Демин был не прочь высказать все это Задорожному вслух, но… рядом покойник, да и за что в общем-то обижать незнакомого человека… Бог с ним!

— Извините! — сказал собеседникам Демин и вышел в соседнюю комнату — довольно ему все-таки слушать, как нудят и вздыхают здоровенные мужики. Надоело. Интересно все ж, от кого это в театре пошли разговорчики, будто квартира Лапшина обставлена какой-то потрясающей старинной мебелью. Ну и трепачи! Демин увидел в этой большой комнате мебель, правда, красивую, но вполне современную, и только стоящие в углу часы в высоком, с целую башню, футляре были явно из иной эпохи. На вид они были самые что ни на есть старинные, а точнее — просто старые, но шли они, как показалось Демину, что-то уж слишком бойко, и голосок у этих древних часов, когда они тик-такали, звучал довольно громко, вовсе не по-стариковски.

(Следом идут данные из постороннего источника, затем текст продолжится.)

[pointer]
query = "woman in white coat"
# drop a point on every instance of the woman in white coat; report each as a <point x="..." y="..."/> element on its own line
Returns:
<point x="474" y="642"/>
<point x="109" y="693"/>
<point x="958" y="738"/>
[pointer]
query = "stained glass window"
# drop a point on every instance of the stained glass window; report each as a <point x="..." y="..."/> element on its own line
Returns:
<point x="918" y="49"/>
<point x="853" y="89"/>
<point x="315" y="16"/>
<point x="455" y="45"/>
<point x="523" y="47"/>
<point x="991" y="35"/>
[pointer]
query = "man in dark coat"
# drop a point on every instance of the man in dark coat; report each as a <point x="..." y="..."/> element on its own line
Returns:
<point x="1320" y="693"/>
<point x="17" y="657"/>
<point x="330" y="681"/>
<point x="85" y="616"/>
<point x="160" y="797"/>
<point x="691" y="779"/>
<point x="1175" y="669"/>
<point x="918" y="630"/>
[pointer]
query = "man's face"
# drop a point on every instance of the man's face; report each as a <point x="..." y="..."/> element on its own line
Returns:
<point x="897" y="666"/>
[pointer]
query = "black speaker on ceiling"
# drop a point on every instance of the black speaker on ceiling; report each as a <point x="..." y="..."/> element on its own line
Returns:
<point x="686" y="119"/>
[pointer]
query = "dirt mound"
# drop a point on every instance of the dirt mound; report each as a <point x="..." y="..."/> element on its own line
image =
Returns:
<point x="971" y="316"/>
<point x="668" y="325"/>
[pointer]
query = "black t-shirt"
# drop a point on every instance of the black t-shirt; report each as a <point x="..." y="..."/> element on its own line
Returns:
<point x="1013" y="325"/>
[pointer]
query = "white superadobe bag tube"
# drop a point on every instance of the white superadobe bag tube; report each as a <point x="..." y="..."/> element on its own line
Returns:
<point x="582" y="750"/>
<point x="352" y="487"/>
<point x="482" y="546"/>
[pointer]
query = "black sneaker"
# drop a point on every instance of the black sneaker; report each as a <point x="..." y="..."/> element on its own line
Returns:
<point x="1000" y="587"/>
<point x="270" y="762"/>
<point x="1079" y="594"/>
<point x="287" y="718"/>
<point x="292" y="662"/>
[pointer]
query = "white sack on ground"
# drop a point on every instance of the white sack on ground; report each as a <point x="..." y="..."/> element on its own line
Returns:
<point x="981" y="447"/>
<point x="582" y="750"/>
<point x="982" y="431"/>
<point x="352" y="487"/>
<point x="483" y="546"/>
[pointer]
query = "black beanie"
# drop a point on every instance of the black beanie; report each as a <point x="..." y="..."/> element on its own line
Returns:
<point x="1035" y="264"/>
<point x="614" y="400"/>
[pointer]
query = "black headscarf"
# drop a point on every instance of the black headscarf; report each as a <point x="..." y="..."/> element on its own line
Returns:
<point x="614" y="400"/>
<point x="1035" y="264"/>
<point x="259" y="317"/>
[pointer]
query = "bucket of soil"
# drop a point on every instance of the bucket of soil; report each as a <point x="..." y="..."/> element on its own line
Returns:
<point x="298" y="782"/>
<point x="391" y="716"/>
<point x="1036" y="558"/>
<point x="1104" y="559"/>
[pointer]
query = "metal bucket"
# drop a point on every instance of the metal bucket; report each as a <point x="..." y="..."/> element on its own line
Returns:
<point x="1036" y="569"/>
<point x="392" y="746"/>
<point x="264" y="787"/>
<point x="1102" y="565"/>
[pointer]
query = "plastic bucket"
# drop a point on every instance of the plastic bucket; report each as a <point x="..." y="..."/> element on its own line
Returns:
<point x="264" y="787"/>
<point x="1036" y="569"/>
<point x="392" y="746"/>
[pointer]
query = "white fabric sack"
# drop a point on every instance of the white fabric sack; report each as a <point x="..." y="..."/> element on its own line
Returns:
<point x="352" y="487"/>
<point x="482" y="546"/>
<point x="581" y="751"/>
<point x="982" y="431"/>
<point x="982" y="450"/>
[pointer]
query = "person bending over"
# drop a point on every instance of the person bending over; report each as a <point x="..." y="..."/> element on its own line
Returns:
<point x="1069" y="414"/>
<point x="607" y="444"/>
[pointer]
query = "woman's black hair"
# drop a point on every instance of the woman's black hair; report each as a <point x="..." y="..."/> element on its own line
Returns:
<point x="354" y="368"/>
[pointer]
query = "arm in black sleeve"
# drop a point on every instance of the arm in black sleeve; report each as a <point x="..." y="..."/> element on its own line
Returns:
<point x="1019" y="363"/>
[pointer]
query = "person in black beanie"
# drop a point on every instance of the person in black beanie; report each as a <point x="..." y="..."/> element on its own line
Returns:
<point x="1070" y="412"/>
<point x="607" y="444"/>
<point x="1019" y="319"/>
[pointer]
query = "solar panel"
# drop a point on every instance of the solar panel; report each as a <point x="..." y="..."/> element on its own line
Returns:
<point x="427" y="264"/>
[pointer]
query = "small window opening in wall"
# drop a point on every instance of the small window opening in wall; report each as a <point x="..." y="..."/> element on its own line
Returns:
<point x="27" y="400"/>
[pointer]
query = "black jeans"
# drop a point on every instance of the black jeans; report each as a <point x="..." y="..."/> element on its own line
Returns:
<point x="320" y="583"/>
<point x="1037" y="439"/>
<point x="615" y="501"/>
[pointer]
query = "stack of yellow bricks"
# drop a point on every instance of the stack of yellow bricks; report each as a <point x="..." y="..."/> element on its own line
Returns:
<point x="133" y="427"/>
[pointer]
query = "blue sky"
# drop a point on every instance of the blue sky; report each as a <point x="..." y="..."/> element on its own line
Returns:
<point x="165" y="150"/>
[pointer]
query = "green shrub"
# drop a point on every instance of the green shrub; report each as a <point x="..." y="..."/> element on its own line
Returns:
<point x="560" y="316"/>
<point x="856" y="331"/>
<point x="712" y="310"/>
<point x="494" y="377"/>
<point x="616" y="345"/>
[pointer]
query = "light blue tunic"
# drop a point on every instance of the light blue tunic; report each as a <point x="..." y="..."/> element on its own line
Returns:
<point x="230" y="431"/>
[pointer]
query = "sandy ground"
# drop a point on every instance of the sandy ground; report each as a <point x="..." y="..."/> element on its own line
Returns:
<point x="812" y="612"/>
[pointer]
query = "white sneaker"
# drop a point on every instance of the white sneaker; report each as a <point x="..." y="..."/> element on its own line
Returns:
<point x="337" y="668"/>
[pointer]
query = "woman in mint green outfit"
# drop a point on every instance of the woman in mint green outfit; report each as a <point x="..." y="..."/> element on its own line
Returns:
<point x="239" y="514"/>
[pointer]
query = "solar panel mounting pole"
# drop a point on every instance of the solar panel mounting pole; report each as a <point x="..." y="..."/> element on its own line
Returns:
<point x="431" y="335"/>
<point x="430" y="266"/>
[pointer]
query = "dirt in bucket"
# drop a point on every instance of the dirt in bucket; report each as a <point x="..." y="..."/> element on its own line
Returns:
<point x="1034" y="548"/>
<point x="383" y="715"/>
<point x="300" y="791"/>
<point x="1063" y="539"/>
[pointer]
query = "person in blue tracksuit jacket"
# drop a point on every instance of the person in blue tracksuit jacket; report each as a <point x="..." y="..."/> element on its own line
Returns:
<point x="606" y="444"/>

Демин присел к письменному столу, на котором лежали какие-то исписанные крупным и довольно корявым лапшинским почерком бумаги, но читать ничего, конечно, не стал — еще этого недоставало — а только придвинул к себе фотографию, вставленную в простую, даже не полированную деревянную рамку. Это был портрет Евгении Николаевны Рыбаковой. Интересный портрет. Такой, ну точно такой, Демин видел Евгению Николаевну за час, да нет, пожалуй, даже минут за двадцать до ее смерти — бедная женщина погибла в дорожной катастрофе: самосвал врезался в троллейбус, а Рыбакова сидела как раз с той стороны, в которую он врезался. И вот за несколько минут перед тем, как Евгения Николаевна села в тот обреченный троллейбус, Демин и увидел ее на остановке. Они и в театре, встречаясь ежедневно, разговаривали нечасто и только по делу, конечно, — о чем еще они могли говорить, — и уж никак не собирался Демин разговаривать с Рыбаковой там, на остановке, где у каждого свой номер троллейбуса, свой маршрут, но Рыбакова сама первая заговорила: «Ты что так похудел, Миша?» — «Страдаю». — «Влюбился?» — «Страдаю от бездарности нашей буфетчицы». — «А я страдаю от этого слова, Миша… У нас в театре только и слышишь: бездарная, бездарный… Жестокое, высокомерное слово. Разве нельзя без него?» — «Пожалуй, нельзя… не обойдешься». — «Чушь! Прекрасно обходятся. Мой покойный отец был токарем. И, говорят, очень хорошим токарем — о его мастерстве в газетах не раз писали. Но я не слышала, чтобы отец сказал о другом токаре — бездарный». — «Занятно! И он никогда не ругал плохих токарей?» — «Иногда ругал, но знаешь как: лентяй, растяпа. А чаще всего, когда работа человека ему не нравилась, он говорил: человек не на своем месте. Отец считал, что человеку никогда не поздно и вовсе не стыдно переменить профессию».